The archetypal example may not be displaced by a better example. I describe Torchlight as out-Diabloing Diablo (for the single-player experience), rather than referring to Diablo as an early example of a Torchlight-style game. (I think of Diablo II as the most typical member there; is that what most of us mean by “Diablo”?) Amusingly, the “most typical member” need not have ever existed. You probably picture some central tendency of a robin rather than a particular bird you once saw. You may think of Dracula as your most typical vampire, but while he never sparkled, he could walk in sunlight; see also Igor and brain-eating zombies. Because Halloween is coming.

: Zubon

11 thoughts on “Most Typical Member”

  1. I agree that the DIKU has evolved as far as it could. WoW’s basic design has become almost synonymous with the term MMORPG. Not necessarily a good thing, it spawned a flood of clones that could not hold a candle.

    The problem seems more to be to come up with something else & players accepting the new system. And actually daring to do that.

    Someone once told me DIKU is like the wheel. Oh my. Then I will apparently have to wait several thousand years for alternatives to become more popular, if ever.

  2. I’m honestly baffled that more MMO devs don’t play in the blue ocean spaces. It seems like smart business to me.

    MMORPGs have vast untapped potential, methinketh, and MMOs as a larger genre even more. Odd, I think, that so many are content to play in the typical spaces.

  3. It isn’t limited to MMOs. How can you innovate FPS? The last huge one was limiting you to two weapons and a recharging shield.

    Tesh mentions the blue ocean, but the Wii showed the failure of that. Wii Sports=WoW. Everything else failed, really. And the mood is copying Wii sports, not innovating.

    I don’t know what the future will be. I think we are just going to see more net games and less MMOs. Why bother making a MMO when a bad PS3 game like Vindictus can add a cash shop and make more money?

    1. In fairness, everything I’ve tried other than Wii Sports that used the Wiimote kind of sucked. :p More gimmicky than innovative so far.

  4. Zubon, recently your posts have had this “resigned, matter-of-fact” aura to them. I think that kind of reflects the market in general. Sounds like you’ve seen more than you ever wanted to of MMO cloning and the diminishing returns of what the industry is producing.

    I think the necessary changes (or more like total reevaluation) to MMOs will happen in a smaller game first, probably not in a major “blockbuster” title. Then the concept will be copied and spread. So I’m excited to see what will happen in the next few years.
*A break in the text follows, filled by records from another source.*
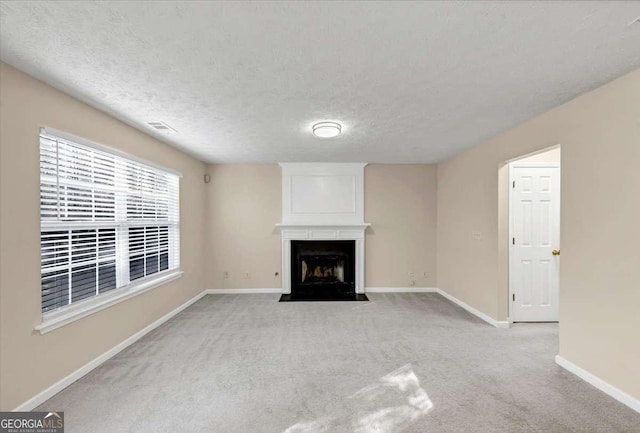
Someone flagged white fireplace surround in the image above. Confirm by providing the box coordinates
[277,163,369,293]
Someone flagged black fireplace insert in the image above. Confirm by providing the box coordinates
[290,240,368,301]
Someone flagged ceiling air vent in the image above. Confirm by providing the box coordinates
[147,122,178,134]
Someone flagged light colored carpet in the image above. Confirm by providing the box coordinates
[38,294,640,433]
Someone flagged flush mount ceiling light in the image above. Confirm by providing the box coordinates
[147,122,178,134]
[312,122,342,138]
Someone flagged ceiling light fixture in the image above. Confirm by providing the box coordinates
[147,122,178,134]
[312,122,342,138]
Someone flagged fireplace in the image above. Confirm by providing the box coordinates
[291,240,356,298]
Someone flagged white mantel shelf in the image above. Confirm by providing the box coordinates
[276,223,371,230]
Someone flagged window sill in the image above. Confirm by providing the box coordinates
[35,269,183,334]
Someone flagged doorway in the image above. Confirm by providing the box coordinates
[509,148,560,322]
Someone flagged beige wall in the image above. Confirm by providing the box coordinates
[205,164,282,289]
[205,164,436,289]
[0,63,205,410]
[517,147,561,163]
[364,164,437,287]
[438,71,640,398]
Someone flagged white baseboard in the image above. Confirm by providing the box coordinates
[14,292,206,412]
[438,289,509,328]
[556,355,640,413]
[205,287,282,295]
[364,287,438,293]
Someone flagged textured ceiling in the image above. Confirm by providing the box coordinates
[0,1,640,163]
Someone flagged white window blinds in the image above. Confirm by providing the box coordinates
[40,129,180,313]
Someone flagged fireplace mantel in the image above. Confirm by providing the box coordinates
[276,163,370,293]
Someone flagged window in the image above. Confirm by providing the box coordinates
[40,129,180,313]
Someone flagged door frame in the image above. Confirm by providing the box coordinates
[507,160,562,320]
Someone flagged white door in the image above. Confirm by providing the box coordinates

Stale as it may be there will come a time for massive change.

    Also your name means “pants” in Japanese.

  5. I think Blizzard guaranteed their domination of the DIKU MMO market in more ways than we seem to examine. We always focus on the refinement and simplification of all the rough edged masterpieces that preceded it, and I agree that they’ve pushed the model further than anyone, but they also set a new standard for the development cost of a Triple-A title. Ever since, most new MMO’s have come with such a ludicrous budget that there is no way they could stay financially afloat by copying (or even slightly improving) the WoW model.

    Thus devs are left in a situation where they already have to spend a tremendous amount of money to just match the current successful model, so any venturing into the unknown would just add to that cost and increase the impact of (seemingly inevitable) failure.

    From our perspective it seems like such an easy choice to try something new, but the business reality -both in development cost and in risk of stepping away from a proven model- is not so cut and dry. At the end of the day it boils down to the bottomline.

    Honestly, our community’s best bet is to start a massive open source community project like wikipedia with the goal of building an MMO for and by the players. Sounds naive, I know, but I’m sure the idea of Wikipedia sounded unbelievable when it was proposed.

  6. There’s innovation and there’s iteration. If the DikuMUD MMO has evolved as far as as it can, perhaps we can forget about worrying whether new MMOs are innovative and focus on whether they are good.

    I’m always interested in innovation, but I’m also more than happy to get additional high-quality versions of things I already know I like.